A map built from footage of a car driving down a highway lined with trees.

Overview

WARNING

This section is technical

1. Features

V1 uses visual features identified in the image using a modified version of the Harris corner detector. For each feature, an ORB (BRIEF) descriptor is computed. These features are matched with the features in the previous frame using nearest neighbor and Lowe’s ratio test to filter matches.

2. Pose Estimation

Consecutive frame feature matches are then used to compute the essential matrix, and outlier points are discarded using RANSAC. Four different pose hypotheses can be recovered from the essential matrix and the most probable configuration is chosen: probability is determined based on the number of triangulated features that lie in front of both cameras. The pose is then used as the initial estimate for the frame.

3. Pose Optimization

The 3D map point correspondences from the previous frame are copied over to the corresponding features in the new frame. Then, a pose graph optimization occurs to minimize the reprojection error by optimizing only the current pose. This takes the form of a non-linear least squares problem which is solved using the Levenberg-Marquardt algorithm.

4. Map Matching

Further correspondences between image features and existing map points are searched by projecting the map points onto the image plane. The projected points are matched to features with a close pixel distance and a low ORB distance.

5. Triangulation

Any features that were matched with the previous frame, but not matched with map points are then triangulated and added to the 3D map.

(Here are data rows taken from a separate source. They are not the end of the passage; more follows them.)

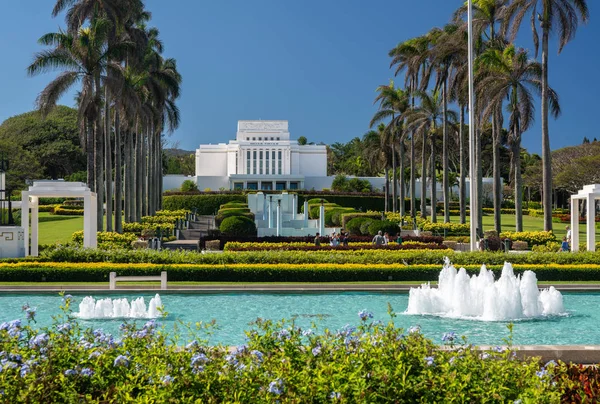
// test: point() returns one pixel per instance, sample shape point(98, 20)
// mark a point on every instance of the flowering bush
point(370, 362)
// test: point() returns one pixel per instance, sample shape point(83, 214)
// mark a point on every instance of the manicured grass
point(58, 231)
point(529, 224)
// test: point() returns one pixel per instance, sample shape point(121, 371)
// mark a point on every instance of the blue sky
point(314, 63)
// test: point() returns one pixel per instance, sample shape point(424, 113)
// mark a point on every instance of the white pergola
point(58, 189)
point(589, 193)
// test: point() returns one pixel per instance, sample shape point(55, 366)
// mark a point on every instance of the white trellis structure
point(58, 189)
point(590, 194)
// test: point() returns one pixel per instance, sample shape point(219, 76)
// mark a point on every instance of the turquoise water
point(234, 311)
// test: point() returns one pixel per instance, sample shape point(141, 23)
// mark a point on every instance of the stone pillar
point(25, 219)
point(34, 226)
point(278, 217)
point(322, 220)
point(574, 224)
point(591, 223)
point(306, 214)
point(270, 211)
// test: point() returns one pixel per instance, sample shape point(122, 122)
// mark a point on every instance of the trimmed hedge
point(346, 217)
point(205, 203)
point(99, 272)
point(237, 224)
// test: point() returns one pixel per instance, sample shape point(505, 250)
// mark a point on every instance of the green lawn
point(529, 224)
point(58, 229)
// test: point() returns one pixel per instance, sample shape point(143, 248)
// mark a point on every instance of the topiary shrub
point(364, 227)
point(238, 226)
point(353, 226)
point(383, 226)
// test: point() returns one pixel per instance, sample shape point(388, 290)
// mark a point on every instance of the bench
point(162, 278)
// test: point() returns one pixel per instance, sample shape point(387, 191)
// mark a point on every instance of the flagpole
point(472, 174)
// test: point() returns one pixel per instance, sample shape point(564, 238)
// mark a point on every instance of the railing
point(113, 279)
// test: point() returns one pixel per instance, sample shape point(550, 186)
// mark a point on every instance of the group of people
point(566, 243)
point(384, 239)
point(335, 240)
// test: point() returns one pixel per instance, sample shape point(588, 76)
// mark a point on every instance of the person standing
point(378, 240)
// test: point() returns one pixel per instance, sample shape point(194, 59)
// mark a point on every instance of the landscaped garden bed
point(369, 361)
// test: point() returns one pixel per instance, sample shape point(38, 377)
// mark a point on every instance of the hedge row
point(429, 257)
point(99, 272)
point(205, 204)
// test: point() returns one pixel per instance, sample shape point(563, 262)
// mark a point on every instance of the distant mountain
point(178, 152)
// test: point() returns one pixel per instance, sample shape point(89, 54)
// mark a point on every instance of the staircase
point(189, 239)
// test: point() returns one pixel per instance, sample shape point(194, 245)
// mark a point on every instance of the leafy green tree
point(53, 141)
point(562, 17)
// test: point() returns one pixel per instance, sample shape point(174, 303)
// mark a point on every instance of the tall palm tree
point(393, 102)
point(510, 75)
point(411, 57)
point(425, 120)
point(560, 16)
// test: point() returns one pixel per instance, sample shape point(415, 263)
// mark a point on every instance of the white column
point(270, 211)
point(306, 214)
point(34, 226)
point(574, 224)
point(322, 220)
point(591, 223)
point(25, 219)
point(278, 217)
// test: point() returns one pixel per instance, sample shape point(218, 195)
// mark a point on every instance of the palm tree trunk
point(386, 205)
point(462, 196)
point(144, 207)
point(424, 177)
point(151, 169)
point(446, 190)
point(99, 165)
point(402, 195)
point(108, 160)
point(546, 153)
point(518, 182)
point(433, 179)
point(118, 180)
point(497, 191)
point(413, 182)
point(89, 149)
point(394, 178)
point(138, 173)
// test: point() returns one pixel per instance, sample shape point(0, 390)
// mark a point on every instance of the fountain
point(480, 297)
point(89, 308)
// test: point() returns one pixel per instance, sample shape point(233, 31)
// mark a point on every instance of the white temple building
point(262, 157)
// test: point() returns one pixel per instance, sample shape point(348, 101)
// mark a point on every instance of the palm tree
point(560, 16)
point(393, 102)
point(511, 75)
point(411, 56)
point(425, 120)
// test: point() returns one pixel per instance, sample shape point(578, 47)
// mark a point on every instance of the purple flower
point(87, 372)
point(121, 360)
point(365, 315)
point(449, 336)
point(166, 379)
point(276, 387)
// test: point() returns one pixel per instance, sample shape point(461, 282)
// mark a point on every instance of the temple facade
point(262, 157)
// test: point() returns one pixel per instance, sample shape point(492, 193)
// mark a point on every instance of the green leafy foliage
point(238, 225)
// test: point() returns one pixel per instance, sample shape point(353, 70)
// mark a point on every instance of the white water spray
point(91, 308)
point(480, 297)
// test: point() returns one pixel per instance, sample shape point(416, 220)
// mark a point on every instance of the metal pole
point(472, 174)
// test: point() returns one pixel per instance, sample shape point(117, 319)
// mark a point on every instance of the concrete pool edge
point(262, 287)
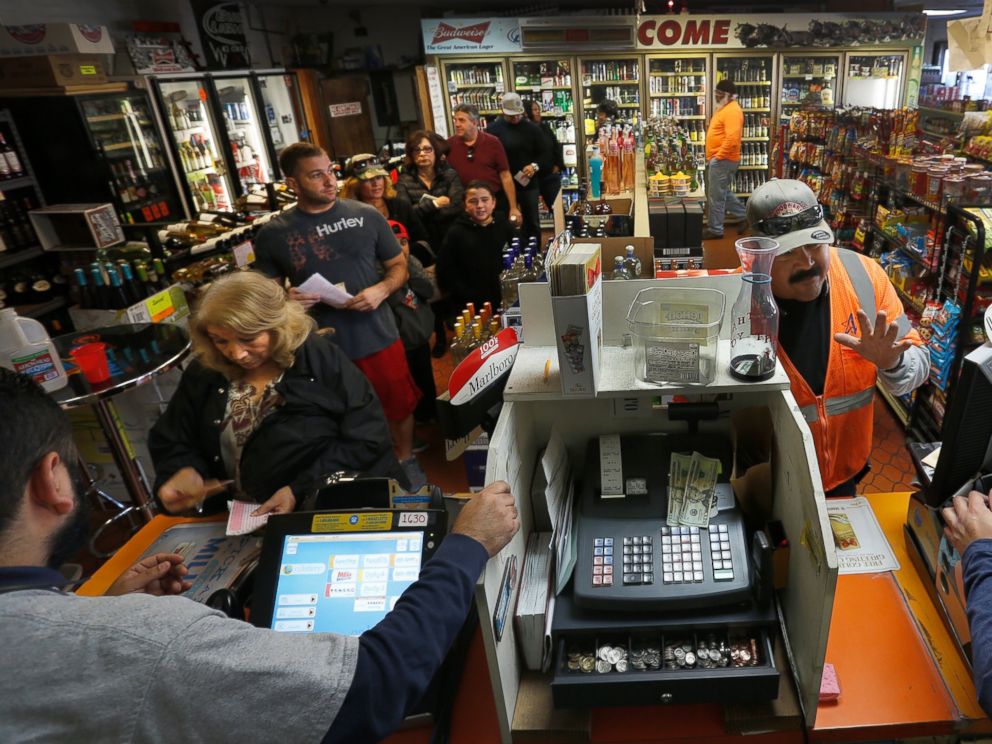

6. Local Bundle Adjustment

Every 5 frames, bundle adjustment is performed. This is an algorithm similar to pose graph optimization, but both 3D map point locations and poses are optimized concurrently. The last 10 poses are optimized, along with all map points observed from any of those ten frames. This helps correct triangulated points and pose drift.

7. Culling

Finally, map points with poor reprojection error are removed from the map. Points that haven’t been observed recently and that have few observations in total are also removed. This keeps the map smaller and reduces noise.